In che modo è possibile quindi chiedere il consenso a chi non ce l’ha fornito?

La risposta più ovvia è che debbano essere gli interessati stessi a porre in essere comportamenti volti a fornire tale consenso. Questa è, d’altronde, anche l’indicazione fornita dalla Corte di Cassazione nella sentenza citata, in cui si precisa che: “gli interessati ben possono mutare opinione rispetto al trattamento dei loro dati personali, revocando il dissenso già espresso, ma nell’ambito di iniziative che li vedano protagonisti”, e dunque per esempio contattando essi stessi il call center o nel contesto di richieste di informazioni.

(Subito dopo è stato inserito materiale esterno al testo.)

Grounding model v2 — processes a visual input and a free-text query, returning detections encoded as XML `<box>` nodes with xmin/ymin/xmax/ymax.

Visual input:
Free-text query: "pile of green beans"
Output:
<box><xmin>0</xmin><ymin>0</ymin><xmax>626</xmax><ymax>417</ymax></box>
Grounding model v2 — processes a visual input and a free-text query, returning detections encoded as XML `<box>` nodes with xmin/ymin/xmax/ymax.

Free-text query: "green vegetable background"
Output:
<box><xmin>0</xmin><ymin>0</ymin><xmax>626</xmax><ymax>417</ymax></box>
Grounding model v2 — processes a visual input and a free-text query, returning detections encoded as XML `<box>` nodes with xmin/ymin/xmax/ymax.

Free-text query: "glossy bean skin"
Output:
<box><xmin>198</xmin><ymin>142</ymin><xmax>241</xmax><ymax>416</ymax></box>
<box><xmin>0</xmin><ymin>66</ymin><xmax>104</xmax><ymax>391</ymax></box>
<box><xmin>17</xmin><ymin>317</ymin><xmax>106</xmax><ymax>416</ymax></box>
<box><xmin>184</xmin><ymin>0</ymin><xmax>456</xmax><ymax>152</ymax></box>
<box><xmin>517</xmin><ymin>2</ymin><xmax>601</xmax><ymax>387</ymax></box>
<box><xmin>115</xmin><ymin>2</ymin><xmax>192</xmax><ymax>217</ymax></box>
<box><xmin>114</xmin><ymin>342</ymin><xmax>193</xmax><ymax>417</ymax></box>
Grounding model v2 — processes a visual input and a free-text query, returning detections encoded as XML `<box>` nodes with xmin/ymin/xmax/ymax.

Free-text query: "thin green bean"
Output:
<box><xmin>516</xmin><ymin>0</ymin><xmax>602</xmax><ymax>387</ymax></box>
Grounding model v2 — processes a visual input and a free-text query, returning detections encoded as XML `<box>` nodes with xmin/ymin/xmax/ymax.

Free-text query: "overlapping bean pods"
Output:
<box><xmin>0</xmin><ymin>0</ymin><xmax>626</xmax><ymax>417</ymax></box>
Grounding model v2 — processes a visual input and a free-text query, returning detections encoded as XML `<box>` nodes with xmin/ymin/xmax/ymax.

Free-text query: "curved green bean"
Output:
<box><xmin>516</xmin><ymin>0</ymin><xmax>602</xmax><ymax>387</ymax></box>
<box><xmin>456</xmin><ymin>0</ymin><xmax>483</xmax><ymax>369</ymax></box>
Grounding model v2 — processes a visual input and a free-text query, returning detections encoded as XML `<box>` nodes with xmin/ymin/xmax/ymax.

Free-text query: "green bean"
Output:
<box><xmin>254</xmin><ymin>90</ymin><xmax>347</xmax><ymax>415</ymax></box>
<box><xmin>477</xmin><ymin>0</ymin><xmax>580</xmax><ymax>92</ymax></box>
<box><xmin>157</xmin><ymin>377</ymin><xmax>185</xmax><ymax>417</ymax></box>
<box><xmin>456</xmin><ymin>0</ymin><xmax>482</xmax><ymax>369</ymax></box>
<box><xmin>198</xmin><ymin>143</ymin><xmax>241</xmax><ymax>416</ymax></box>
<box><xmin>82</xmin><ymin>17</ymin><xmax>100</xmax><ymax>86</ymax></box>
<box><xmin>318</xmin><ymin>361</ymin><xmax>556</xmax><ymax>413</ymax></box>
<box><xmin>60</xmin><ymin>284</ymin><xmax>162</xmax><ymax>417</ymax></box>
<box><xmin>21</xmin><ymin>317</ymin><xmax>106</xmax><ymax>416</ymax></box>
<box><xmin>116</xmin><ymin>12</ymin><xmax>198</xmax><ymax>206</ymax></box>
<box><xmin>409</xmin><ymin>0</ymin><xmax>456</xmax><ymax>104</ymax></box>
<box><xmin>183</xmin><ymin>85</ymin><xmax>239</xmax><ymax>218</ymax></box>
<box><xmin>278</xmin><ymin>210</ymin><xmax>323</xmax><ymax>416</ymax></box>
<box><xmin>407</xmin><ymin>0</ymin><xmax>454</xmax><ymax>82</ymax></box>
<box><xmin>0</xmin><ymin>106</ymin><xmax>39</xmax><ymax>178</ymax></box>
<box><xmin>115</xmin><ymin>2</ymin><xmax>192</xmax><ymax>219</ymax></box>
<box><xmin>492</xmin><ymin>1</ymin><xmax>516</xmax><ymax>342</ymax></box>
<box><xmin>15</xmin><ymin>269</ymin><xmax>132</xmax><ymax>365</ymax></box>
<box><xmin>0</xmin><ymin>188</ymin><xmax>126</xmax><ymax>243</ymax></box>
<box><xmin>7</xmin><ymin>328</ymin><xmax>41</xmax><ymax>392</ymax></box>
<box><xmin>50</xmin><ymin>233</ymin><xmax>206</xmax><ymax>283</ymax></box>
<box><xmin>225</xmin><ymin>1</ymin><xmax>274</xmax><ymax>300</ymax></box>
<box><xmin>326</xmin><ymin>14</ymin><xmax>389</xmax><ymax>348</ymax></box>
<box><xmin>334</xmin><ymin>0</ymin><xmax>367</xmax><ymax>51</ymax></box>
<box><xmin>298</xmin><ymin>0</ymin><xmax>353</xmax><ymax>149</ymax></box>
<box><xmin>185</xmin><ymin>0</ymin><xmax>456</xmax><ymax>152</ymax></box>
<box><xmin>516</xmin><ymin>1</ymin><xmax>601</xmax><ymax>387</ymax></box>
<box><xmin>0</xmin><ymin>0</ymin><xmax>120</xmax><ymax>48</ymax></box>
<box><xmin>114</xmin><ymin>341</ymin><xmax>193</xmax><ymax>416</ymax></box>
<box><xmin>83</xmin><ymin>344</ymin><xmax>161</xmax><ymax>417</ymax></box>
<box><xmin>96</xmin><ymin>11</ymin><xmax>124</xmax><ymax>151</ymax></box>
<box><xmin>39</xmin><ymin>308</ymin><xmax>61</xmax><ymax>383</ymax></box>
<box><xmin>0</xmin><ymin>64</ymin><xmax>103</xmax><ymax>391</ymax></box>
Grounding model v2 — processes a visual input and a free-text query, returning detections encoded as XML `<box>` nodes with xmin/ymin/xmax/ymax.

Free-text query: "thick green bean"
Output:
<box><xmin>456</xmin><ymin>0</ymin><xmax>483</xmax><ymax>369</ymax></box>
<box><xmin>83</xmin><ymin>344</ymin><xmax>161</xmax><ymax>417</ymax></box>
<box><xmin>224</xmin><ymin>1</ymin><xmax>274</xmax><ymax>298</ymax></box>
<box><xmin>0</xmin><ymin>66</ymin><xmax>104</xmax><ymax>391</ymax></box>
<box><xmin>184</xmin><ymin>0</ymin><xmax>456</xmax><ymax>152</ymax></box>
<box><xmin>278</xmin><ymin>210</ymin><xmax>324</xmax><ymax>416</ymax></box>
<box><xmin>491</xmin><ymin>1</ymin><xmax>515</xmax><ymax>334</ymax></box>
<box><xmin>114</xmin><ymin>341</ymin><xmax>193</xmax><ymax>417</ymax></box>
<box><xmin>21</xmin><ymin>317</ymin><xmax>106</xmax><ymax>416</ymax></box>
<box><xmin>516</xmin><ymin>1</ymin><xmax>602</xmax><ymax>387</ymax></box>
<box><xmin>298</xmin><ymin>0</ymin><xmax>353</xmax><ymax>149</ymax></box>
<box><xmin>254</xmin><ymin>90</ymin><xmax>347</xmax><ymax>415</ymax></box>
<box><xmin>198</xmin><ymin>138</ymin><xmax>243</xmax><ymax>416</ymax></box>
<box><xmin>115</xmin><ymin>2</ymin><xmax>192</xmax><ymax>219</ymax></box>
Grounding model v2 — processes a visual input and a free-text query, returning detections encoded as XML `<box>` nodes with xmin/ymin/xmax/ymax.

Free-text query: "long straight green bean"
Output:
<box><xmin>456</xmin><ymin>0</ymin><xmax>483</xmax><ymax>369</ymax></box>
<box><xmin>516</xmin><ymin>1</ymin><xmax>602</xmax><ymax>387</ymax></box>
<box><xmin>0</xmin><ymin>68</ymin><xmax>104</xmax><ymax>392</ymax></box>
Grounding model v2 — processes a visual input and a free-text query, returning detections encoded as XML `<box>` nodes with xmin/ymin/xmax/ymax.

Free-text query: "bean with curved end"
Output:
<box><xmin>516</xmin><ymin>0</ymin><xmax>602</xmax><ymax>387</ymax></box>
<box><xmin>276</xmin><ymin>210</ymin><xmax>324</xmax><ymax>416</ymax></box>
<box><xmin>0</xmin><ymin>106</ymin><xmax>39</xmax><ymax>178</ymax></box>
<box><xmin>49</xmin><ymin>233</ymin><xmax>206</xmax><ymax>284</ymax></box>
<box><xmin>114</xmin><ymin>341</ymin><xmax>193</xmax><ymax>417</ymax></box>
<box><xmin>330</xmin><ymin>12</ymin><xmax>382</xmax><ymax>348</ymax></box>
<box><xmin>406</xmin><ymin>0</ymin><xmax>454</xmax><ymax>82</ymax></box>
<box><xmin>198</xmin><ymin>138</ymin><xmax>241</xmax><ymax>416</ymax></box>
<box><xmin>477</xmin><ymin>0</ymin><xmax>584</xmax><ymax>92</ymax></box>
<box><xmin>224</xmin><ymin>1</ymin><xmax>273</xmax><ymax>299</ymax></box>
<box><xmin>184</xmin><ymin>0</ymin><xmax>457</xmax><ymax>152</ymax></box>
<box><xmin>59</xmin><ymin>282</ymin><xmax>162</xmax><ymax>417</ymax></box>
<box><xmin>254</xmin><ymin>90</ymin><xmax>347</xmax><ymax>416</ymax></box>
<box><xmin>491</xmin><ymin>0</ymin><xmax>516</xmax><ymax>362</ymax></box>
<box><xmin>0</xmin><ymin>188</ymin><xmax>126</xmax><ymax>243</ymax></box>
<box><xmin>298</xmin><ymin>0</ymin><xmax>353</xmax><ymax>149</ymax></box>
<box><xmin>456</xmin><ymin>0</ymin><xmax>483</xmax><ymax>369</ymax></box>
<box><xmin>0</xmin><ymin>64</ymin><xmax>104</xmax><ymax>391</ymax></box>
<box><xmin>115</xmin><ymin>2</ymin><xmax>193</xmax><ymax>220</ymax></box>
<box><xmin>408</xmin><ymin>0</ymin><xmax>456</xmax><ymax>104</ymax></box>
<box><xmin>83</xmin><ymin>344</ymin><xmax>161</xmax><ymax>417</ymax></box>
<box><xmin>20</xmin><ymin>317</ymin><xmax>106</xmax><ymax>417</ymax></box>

Molto più interessante però, sebbene da valutare con attenzione in relazione alla possibile liceità anche in Italia, invece, un’indicazione inserita dall’Autorità per la protezione dei dati personali del Regno Unito (Information Commissioner’s Office) nelle proprie Linee Guida sul marketing[5], in cui si specificava che, purché sia posta notevole attenzione alle modalità, può essere inserita una nota che ricordi di poter modificare i propri consensi marketing all’interno di una comunicazione che sarebbe inviata ugualmente per altre finalità non commerciali/promozionali, purché tale nota abbia un ruolo accessorio e marginale rispetto alla comunicazione stessa.

Di certo, però, è stato confermato ancora una volta che per l’invio di una comunicazione volta a richiedere il consenso occorre il consenso anche per il primo contatto.


[1] Sentenza 11019 del 22 aprile 2021, Prima Sezione Civile Corte Suprema di Cassazione (Telecom Italia S.p.A. contro Garante per la protezione dei dati personali).

[2] Provvedimento 275 del 22 giugno 2016, disponibile su: https://www.garanteprivacy.it/web/guest/home/docweb/-/docweb-display/docweb/5255159

[3] Ex multis par. 2.5 Linee guida in materia di attività promozionale e contrasto allo spam.

[4] Art. 2-decies D.lgs. 196/2003 (Inutilizzabilità dei dati): “I dati personali trattati in violazione della disciplina rilevante in materia di trattamento dei dati personali non possono essere utilizzati, salvo quanto previsto dall’articolo 160-bis

[5] Par. 194 Ico Guidelines on Direct Marketing.